Khare is a 1985 batch Indian Administrative Service officer and is presently serving in Jharkhand. Considered an upright civil servant, he is credited for unearthing the multi-million dollar fodder scam two decades ago in Bihar for which some powerful politicians, including former Bihar chief minister Lalu Yadav, and senior officials have been handed jail sentences of varied time periods.
Meanwhile, media industry observers hoped that with Khare’s arrival next month and junior minister Rajyavardhan Rathore entrusted with independent charge of MIB last week, some freshness and action would also arrive at the ministry, which has been under fire in recent months for not only taking controversial policy decisions (one of them relating to regulation of fake news being rolled back after PM’s Office intervened), but also angering its own foot soldiers or the Indian Information Service officials by arbitrary transfer postings and allegedly bungling on a film award event where the president of the country was to be present.
A senior TV executive on condition of anonymity said both Rathore and Khare would hopefully end power games within MIB and actually work to live up to PM Modi’s claims of easing norms for doing business in India; especially as the media industry has been straining to get some helping hand from the government in difficult economic times when the sector is still in the process of recovering from after-effects of demonetisation of high value currency notes in 2016 and a new tax regime of goods and services tax of 2017.
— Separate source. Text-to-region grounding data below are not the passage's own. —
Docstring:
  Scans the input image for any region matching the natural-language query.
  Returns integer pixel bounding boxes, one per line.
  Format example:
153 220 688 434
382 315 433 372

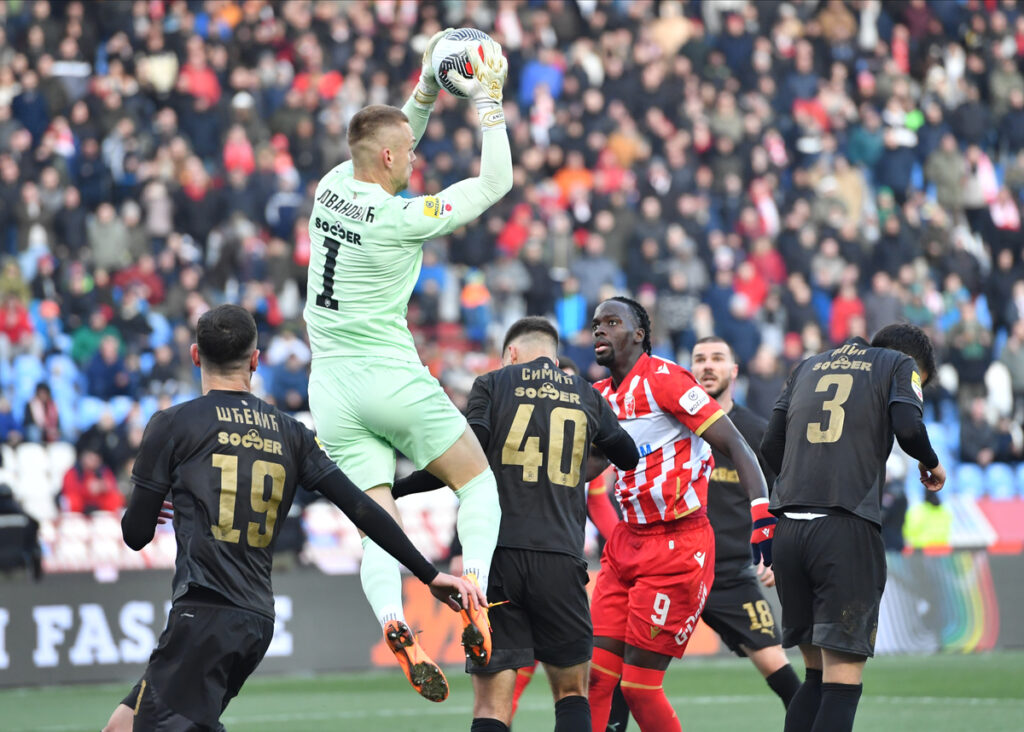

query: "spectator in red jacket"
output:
61 447 124 514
Rathore’s senior Smriti Irani, a former TV actress who was handed the dual charge of MIB along with textiles ministry almost a year back, has somehow been in the news for wrong reasons and was divested of the portfolio last week when the Prime Minister initiated a reshuffle of his cabinet colleagues.
Broadcast industry has been complaining of arbitrary policy decisions being taken by MIB under Irani, including attempts at creating artificial entry-level barriers by insisting on TV channels shift to Indian satellites from foreign ones and hiking administrative processing fees many folds. Industry organisation Indian Broadcasting Foundation recently petitioned the PM’s Office drawing attention to the likely ill-effects on the industry if certain norms regarding uplinking and downlinking, being debated at MIB and regulatory body TRAI, came into force.
Media reports have also indicated that in the last nine months inaction had come to such a head at MIB that inter-departmental power games had stalled a decision on over 100 applications for new TV channels, apart from other sundry issues. So, media industry stakeholders expect a breath of fresh air to blow in the corridors of New Delhi’s Shastri Bhawan, which houses the MIB along with some other ministries, with Rathore-Khare duo taking charge.
Earlier this week, Vikram Sahay was appointed as a joint secretary in the MIB.